Fresh spring rhubarb

{Tart, fruity, earthy and positively addictive}


Even if it’s hothouse grown, and therefore, theoretically, knows no season, rhubarb is inextricably linked in my mind with the arrival of spring. Those ruby red stalks, whether thin or thick, green-tinged or deep red, seem always to arrive on my farmers’ market tables in spring, whether spring is construed as March, April or simply a state of mind.  (As anyone who has not been hiding under a rock has surely observed, the weather is changing and seasons are no longer discrete or definable; and with those changes, the time when “seasonal” produce arrives at the market is no longer predictable. ) But let’s enjoy what’s available regardless of what the calendar says and make the most of it.

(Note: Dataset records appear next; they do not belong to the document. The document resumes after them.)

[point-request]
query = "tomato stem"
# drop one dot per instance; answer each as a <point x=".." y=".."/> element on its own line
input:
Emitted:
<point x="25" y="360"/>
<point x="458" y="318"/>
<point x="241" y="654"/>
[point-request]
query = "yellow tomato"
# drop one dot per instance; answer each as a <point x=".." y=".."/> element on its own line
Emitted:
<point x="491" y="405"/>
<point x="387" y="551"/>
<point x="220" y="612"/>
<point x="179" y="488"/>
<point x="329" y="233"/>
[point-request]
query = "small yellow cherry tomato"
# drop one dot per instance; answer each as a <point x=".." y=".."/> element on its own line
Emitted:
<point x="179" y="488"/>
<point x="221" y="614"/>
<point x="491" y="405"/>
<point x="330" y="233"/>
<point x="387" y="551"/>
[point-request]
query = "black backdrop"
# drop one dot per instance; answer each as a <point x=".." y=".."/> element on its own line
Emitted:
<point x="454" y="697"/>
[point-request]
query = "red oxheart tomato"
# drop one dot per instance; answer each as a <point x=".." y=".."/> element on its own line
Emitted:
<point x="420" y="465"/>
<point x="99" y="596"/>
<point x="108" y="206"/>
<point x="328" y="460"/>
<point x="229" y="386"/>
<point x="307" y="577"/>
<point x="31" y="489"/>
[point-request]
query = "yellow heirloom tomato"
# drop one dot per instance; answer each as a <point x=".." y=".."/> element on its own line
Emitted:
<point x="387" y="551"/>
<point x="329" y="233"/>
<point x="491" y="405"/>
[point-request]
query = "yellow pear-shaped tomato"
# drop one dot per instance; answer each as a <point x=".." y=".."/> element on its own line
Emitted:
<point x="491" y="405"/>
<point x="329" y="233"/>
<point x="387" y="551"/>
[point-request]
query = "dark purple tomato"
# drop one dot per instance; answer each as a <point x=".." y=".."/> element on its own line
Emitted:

Buy only the stalks that are unblemished, firm, not flabby and use quickly once you have purchased them. Trim off any leaf sections remaining on the stalks (these are known to be poisonous, full of oxalic acid but have no fear). Whether deep red, pale pink or even slightly green, these harbingers of spring have a pleasing tartness that need only a small amount of sugar to mellow. I tend to use a judicious hand with the sugar to preserve the fruit’s earthy flavor and would prefer to serve them with something a bit sweeter thereby achieving a perfectly balanced though simply rustic dessert.